The town of Bansko has developed into a modern winter resort in just few years with its ski facilities and hotels offering accommodation at average to high prices. The place is particularly popular among foreign tourists, drawn by the blend of antique Revival-time architecture and up-to-date amenities. Construction works have seen an astonishing boom here since 2002 with real estate prices often outstripping those in Sofia and large Black Sea resorts. The emergence of new luxurious buildings and dense construction have gradually given the resort the looks of a modern European resort, depriving it of some of its authentic spirit of antiquity. Yet this has not reduced its appeal to tourists in any way - just the opposite, the town enjoys increasing numbers of visitors with each and every year and booking of accommodation during the top winter season beforehand is recommended.

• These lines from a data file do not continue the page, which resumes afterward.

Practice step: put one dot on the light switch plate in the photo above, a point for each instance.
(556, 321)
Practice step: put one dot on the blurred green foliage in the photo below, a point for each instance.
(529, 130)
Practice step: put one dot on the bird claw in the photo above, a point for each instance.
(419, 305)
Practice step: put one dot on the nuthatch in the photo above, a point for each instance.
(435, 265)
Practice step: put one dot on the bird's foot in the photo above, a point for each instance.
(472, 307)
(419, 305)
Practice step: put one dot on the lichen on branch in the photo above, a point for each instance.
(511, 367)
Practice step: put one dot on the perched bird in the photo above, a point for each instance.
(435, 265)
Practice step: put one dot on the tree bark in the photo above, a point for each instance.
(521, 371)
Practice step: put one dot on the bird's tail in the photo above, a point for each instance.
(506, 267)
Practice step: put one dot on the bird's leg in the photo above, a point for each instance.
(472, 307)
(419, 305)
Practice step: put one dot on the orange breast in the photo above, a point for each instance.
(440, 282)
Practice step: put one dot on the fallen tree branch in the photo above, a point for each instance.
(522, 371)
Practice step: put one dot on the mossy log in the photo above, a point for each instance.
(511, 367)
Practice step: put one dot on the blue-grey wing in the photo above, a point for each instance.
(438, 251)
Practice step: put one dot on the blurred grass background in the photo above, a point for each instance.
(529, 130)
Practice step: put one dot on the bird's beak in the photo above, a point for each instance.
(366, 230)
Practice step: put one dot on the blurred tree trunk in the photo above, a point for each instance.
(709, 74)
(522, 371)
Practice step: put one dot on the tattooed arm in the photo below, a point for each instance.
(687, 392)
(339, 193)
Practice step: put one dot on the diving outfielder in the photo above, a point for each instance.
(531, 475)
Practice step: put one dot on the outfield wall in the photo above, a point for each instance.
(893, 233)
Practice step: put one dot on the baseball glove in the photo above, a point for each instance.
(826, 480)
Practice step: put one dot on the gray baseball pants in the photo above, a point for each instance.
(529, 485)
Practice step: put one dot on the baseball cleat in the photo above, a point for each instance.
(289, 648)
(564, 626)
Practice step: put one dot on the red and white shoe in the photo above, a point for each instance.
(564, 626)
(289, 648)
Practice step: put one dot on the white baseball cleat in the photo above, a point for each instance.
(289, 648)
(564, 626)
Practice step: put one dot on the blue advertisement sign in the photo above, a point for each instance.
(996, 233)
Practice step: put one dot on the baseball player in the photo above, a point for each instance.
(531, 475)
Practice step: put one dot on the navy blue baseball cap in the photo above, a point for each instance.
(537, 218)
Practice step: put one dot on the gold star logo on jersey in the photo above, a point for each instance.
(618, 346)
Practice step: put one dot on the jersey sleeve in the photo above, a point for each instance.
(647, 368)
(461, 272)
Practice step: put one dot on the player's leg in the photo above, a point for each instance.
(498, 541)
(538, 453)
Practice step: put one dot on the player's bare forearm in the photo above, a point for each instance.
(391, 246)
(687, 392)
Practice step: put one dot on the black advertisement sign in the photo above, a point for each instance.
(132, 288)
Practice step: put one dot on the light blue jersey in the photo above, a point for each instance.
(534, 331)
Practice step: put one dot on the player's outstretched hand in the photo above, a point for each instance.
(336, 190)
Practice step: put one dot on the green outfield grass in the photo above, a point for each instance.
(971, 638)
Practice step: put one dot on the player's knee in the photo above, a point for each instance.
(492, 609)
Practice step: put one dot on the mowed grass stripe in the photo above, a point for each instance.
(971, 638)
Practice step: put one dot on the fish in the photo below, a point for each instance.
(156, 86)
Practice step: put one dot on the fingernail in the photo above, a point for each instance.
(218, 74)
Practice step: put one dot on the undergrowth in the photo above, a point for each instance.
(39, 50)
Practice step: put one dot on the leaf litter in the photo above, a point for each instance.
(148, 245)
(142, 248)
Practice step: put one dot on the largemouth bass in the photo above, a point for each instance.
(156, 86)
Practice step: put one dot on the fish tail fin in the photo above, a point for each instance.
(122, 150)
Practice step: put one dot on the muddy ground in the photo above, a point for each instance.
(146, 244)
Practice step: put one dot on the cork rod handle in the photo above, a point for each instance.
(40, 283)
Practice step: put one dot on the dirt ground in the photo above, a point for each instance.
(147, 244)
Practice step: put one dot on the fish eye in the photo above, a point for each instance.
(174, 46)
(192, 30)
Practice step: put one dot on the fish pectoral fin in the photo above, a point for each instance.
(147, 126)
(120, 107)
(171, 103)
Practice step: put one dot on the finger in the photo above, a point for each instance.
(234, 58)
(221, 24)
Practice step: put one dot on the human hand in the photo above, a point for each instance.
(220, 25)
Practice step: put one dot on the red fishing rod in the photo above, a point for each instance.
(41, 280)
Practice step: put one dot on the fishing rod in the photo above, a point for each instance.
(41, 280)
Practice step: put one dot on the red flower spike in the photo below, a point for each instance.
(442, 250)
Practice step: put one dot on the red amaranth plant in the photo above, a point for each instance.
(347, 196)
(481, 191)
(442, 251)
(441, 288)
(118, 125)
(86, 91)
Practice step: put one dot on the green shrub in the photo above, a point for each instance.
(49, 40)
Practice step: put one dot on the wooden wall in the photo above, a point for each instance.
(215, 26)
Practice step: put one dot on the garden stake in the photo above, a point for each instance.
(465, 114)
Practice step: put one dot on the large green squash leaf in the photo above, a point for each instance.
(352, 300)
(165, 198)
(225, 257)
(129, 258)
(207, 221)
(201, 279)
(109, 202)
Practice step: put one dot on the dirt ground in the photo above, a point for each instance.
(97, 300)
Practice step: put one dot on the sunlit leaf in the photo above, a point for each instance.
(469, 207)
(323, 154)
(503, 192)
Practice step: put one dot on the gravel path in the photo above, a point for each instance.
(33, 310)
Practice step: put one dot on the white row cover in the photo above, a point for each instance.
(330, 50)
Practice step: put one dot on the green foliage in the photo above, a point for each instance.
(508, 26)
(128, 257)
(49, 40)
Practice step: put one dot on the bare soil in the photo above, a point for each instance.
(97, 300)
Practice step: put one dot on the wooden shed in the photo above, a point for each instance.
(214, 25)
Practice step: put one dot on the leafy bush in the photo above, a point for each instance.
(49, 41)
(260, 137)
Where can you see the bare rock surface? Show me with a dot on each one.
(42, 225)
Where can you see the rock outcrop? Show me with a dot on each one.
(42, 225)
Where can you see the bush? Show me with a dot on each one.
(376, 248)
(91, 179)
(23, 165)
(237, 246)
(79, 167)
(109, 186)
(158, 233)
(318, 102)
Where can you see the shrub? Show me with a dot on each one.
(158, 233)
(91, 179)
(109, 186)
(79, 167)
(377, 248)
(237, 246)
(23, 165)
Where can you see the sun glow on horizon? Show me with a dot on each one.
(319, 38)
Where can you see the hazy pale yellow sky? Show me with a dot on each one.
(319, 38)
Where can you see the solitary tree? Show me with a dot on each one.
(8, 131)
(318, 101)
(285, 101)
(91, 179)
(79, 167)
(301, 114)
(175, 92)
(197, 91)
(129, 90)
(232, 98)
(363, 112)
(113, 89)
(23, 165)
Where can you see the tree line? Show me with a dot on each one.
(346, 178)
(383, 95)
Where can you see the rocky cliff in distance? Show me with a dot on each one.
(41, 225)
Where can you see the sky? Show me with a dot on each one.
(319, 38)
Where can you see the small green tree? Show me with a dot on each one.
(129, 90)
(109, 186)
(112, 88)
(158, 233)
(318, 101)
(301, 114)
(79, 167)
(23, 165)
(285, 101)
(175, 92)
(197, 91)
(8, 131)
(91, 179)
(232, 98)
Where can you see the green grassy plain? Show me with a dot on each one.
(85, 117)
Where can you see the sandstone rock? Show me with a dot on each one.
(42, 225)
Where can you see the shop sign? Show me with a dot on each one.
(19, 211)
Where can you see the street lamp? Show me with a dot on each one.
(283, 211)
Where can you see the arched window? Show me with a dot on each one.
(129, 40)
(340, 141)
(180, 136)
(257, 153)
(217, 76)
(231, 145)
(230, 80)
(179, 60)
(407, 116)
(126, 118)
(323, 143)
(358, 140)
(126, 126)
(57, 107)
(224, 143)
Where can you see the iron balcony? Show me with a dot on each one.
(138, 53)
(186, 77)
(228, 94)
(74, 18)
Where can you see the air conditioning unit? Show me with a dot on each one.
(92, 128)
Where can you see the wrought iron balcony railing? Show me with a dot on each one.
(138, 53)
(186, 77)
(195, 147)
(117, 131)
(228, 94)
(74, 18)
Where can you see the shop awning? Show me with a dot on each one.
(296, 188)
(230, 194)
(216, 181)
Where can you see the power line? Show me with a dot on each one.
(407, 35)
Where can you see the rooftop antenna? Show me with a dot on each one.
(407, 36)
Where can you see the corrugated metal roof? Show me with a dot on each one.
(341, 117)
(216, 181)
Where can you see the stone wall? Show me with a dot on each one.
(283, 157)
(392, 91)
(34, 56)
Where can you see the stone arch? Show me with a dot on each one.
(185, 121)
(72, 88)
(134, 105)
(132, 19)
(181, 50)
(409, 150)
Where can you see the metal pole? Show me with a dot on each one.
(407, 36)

The town of Bansko lies in the northeast skirts of the Pirin mountain, at the foot of the most beautiful karst part of Pirin and some 160km to the south of the capital city of Sofia. Its name comes from the old Bulgarian word of ban, meaning master. The town saw its apogee in the 18th century, when it served as a regional crafts and trade centre, with the caravans of Bansko traders selling Bulgarian produce of tobacco, poppy seeds, cotton, gold, and textiles in the Aegean region and central Europe. However, the development of the alternative trade route down the Danube waterway deprived Bansko of its leading role in regional trade and gradually led to its decay after the second half of the 19th century.
At present, the town's inhabitants make their living primarily out of tourism and accompanying services. Besides high-quality ski and winter sports facilities, the town is famous for its Bulgarian Renaissance architecture and ancient remains. To mention a few, visitors are taken by the St. Trinity Church, the native houses of famous Bulgarians such as Neofit Rilski and Nikola Vaptsarov, marvelously designed houses built during the Bulgarian Renaissance period such as Velyanov's house, the Sirleshtov's house and Todev's house.